Partió en 12 metros cuadrados con una madre modista y hoy opera tres puntos en Santiago, repara más de 2.000 prendas mensuales y atiende a 800 personas cada mes. Su fundador sostiene que reparar ropa es una respuesta concreta a la sobreproducción y al basurero textil del desierto de Atacama.
Cuando Emilio Hurtado abrió Atelier Costuras en 2019, semanas antes del estallido social, la idea era simple: darle trabajo a su madre, que era modista, y ver si el negocio podía crecer. Siete años después, el emprendimiento opera tres sucursales en Santiago, incluyendo un punto dentro de Falabella en Parque Arauco y otro en Mercado Urbano Tobalaba, procesa más de 2.000 prendas mensuales y atiende a cerca de 800 personas cada mes. Lo que comenzó en 12 metros cuadrados hoy ocupa cerca de 150.
El modelo de Atelier no se define como una costurería. Su fundador lo llama un ecosistema de la costura: reparación de prendas, clases de costura, proyectos de upcycling con marcas y un cowork textil en su casa matriz en Providencia. El hilo conductor es la sostenibilidad, entendida no como discurso sino como propuesta de valor concreta.
La reparación como respuesta al basurero textil
Chile acumula uno de los mayores vertederos de ropa usada del mundo en el desierto de Atacama, imagen que ha vuelto a instalarse en el debate público. Para Atelier, ese basurero tiene una causa precisa: la sobreproducción, y una solución que empieza antes del reciclaje.
“Nosotros somos una solución que está antes del reciclaje. Reutilizar, remanufacturar, reparar.
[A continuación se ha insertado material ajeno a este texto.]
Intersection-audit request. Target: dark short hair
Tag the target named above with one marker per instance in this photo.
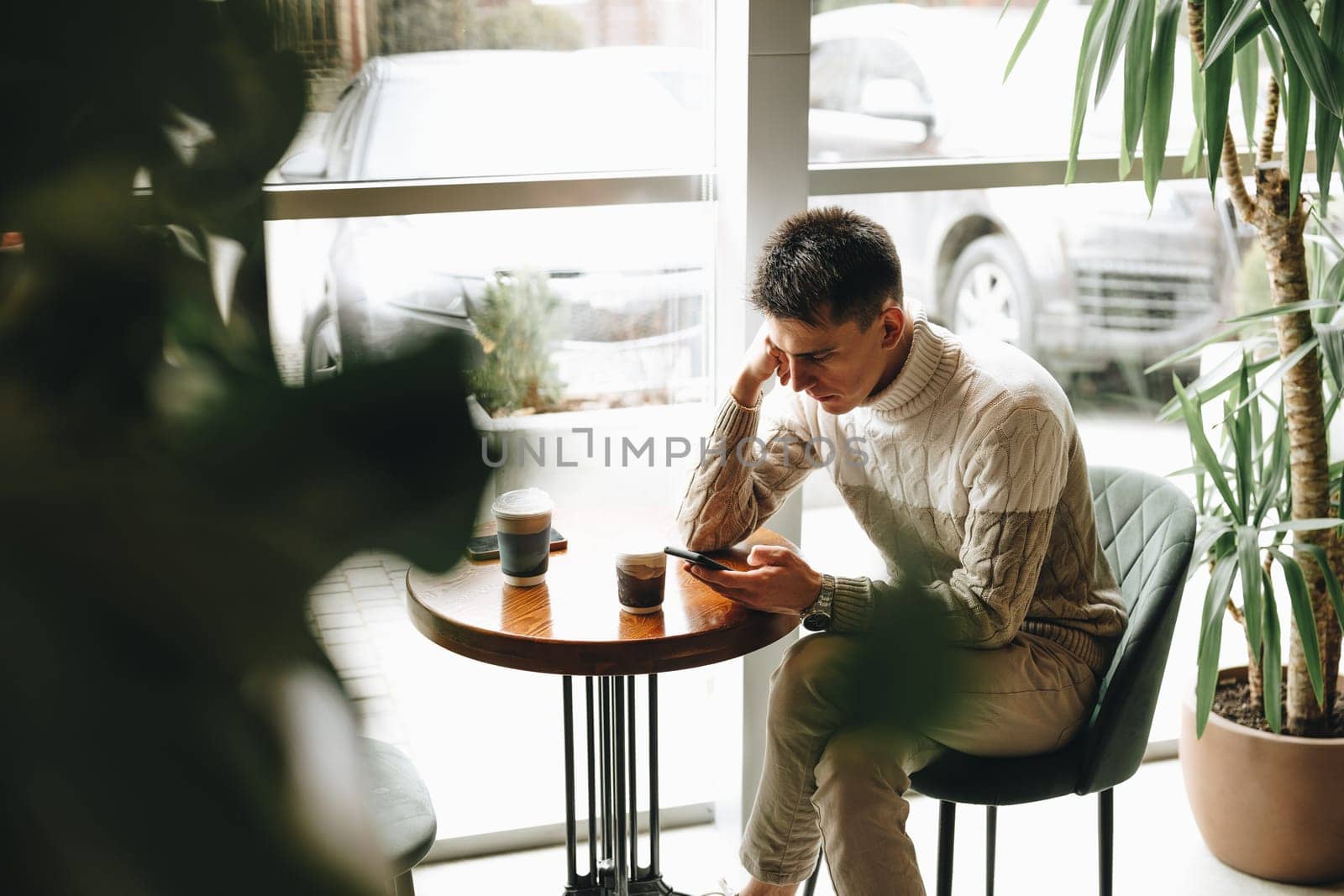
(827, 264)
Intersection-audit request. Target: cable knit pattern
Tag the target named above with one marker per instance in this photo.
(969, 459)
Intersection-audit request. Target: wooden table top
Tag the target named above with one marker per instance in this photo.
(573, 624)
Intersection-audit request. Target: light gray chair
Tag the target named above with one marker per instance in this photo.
(403, 815)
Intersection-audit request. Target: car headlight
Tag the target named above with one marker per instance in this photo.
(412, 288)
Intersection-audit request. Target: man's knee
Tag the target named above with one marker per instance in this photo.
(862, 758)
(811, 673)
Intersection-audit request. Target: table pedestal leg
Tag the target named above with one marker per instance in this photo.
(613, 867)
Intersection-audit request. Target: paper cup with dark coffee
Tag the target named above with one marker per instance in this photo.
(640, 577)
(523, 523)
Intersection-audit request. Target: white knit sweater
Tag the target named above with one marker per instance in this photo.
(971, 456)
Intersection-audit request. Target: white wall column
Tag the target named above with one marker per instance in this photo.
(761, 144)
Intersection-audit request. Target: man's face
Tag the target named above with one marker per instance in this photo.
(839, 365)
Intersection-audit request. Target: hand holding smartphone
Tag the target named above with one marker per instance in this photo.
(699, 559)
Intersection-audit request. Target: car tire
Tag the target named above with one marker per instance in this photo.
(990, 293)
(323, 355)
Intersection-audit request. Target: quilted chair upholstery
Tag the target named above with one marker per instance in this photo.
(1147, 530)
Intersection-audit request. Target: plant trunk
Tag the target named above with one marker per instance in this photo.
(1285, 258)
(1254, 679)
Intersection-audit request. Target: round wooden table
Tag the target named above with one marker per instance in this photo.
(573, 625)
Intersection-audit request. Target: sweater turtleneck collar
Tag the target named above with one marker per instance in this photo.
(927, 371)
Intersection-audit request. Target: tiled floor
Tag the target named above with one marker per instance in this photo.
(484, 739)
(1045, 849)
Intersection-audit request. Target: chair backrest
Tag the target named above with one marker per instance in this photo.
(1147, 530)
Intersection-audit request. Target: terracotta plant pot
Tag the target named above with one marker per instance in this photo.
(1268, 805)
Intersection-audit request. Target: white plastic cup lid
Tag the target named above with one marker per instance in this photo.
(522, 504)
(642, 558)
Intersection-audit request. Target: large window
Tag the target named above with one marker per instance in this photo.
(546, 170)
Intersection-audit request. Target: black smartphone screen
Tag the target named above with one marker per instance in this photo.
(696, 558)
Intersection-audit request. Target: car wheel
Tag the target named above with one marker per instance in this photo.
(322, 348)
(990, 293)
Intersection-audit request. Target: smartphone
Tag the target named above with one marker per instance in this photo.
(699, 559)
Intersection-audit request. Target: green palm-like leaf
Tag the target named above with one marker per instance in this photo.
(1093, 33)
(1332, 584)
(1327, 123)
(1247, 86)
(1158, 102)
(1273, 479)
(1218, 87)
(1196, 97)
(1304, 49)
(1297, 107)
(1241, 15)
(1287, 308)
(1207, 387)
(1272, 664)
(1332, 347)
(1210, 531)
(1273, 55)
(1242, 436)
(1139, 53)
(1119, 29)
(1283, 367)
(1205, 452)
(1253, 595)
(1252, 29)
(1026, 34)
(1305, 618)
(1211, 638)
(1312, 524)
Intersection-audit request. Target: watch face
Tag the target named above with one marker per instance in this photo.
(816, 622)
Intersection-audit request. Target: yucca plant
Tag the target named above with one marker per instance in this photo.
(1303, 46)
(1245, 508)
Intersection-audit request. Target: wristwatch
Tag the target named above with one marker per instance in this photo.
(817, 617)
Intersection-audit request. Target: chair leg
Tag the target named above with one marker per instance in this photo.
(947, 841)
(811, 887)
(991, 836)
(1106, 837)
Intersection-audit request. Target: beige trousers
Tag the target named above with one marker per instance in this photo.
(844, 788)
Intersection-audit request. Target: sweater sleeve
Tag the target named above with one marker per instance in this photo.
(1015, 479)
(743, 477)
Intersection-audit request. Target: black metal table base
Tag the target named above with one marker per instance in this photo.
(613, 819)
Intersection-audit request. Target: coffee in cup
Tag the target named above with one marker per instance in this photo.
(523, 524)
(640, 577)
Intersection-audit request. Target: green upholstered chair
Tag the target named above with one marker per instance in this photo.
(1147, 528)
(403, 815)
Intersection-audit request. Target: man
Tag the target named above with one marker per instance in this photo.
(964, 449)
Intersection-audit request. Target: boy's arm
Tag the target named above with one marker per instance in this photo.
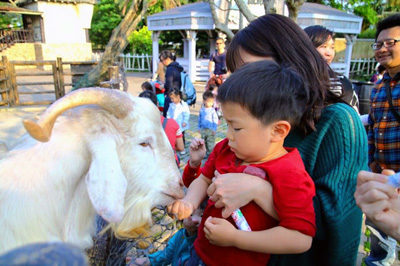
(277, 240)
(194, 196)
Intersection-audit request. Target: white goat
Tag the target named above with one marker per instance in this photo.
(115, 160)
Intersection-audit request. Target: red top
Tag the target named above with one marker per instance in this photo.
(293, 191)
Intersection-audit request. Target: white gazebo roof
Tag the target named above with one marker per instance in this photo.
(331, 18)
(196, 16)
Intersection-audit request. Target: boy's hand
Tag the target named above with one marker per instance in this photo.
(181, 209)
(197, 152)
(219, 231)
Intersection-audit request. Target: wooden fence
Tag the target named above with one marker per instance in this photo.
(19, 78)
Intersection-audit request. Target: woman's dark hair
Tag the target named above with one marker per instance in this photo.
(147, 86)
(281, 39)
(149, 95)
(318, 35)
(269, 92)
(167, 54)
(387, 23)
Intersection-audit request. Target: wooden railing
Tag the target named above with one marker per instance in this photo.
(22, 81)
(10, 37)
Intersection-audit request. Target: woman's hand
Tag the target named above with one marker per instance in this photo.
(379, 201)
(219, 231)
(234, 190)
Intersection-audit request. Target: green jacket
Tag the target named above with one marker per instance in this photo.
(332, 155)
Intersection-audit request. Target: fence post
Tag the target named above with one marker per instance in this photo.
(13, 82)
(61, 77)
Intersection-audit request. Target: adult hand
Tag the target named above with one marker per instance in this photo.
(379, 201)
(234, 190)
(197, 152)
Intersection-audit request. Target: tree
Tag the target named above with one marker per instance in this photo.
(132, 13)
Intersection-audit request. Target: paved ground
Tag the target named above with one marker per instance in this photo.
(11, 128)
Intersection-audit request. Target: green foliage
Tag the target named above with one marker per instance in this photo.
(106, 16)
(140, 41)
(368, 34)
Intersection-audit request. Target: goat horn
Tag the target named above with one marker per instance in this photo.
(116, 102)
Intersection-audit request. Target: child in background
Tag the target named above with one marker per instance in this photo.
(147, 86)
(179, 246)
(179, 111)
(261, 102)
(208, 121)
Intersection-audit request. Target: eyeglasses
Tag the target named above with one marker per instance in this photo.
(387, 43)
Si reparo esto versus comprarlo nuevo, soluciono un tema de desecho y obligo a la marca a producir menos porque el mercado también se está ajustando”, explicó Emilio Hurtado, Co-fundador y CEO de Atelier Costuras.
El argumento es también económico: un arreglo bien ejecutado puede extender la vida útil de una prenda hasta un 75%. Atelier trabaja con materiales de alta calidad, hilos, cierres técnicos, y apunta a que el resultado sea lo más fiel posible a la prenda original, sin parches ni soluciones provisorias.
El arreglo más frecuente, por lejos, es la basta de pantalón. Detrás de ese dato simple hay algo más profundo: la gente quiere que su ropa le quede como a ella le gusta, no como viene de fábrica.
Llevar la reparación al retail
Uno de los pasos más relevantes del modelo fue entrar a Falabella en Parque Arauco, hace casi cuatro años. El proceso no fue inmediato. “Llegué con un montón de equipo, armé algo bonito y claro, en verdad no fue tan así. Fueron dos años para establecernos bien en el retail”, reconoció Hurtado.
La dificultad principal fue de horarios y visibilidad: construir una clientela propia tomó tiempo. Hoy el punto está consolidado y atiende tanto a clientes de Falabella como a personas que llegan desde fuera con sus propias prendas.
La relación con el retail surgió de la comunicación. “Muchas marcas se acercaron a nosotros porque creían que les podíamos ofrecer reforzar su pilar de sostenibilidad”, explicó Hurtado. Esa misma lógica llevó a Atelier a desarrollar proyectos de upcycling con marcas que tenían stock descontinuado acumulado, convirtiéndolo en productos nuevos en lugar de mantenerlo guardado indefinidamente.
Un oficio en riesgo de desaparecer
Detrás del modelo comercial hay una preocupación laboral. El oficio de la costura es, según Hurtado, uno de los más golpeados por la informalidad. La pandemia aceleró ese proceso: muchas costureras cerraron sus talleres y siguieron trabajando desde sus casas, sin contrato ni estabilidad.
Atelier apuesta por la contratación formal como diferenciador. “Le puedo ofrecer a una buena costurera mejores tratos que ser independiente, porque cuando hay independiente se resfría y dejó de producir. Hoy esas cosas están aseguradas con el contrato de trabajo”, señaló.
Para las marcas que aún no han dado el paso hacia la reparación o el upcycling, el mensaje de Hurtado es directo: “Lo van a tener que dar sí o sí, porque ya la ley nos impulsa a eso”, en referencia a la Ley REP y la responsabilidad extendida del productor en la industria textil.
Atelier Costuras opera en Falabella Parque Arauco, Mercado Urbano Titanium y su casa matriz en Avenida Providencia 2348, local 94, donde también funciona el espacio de clases de costura.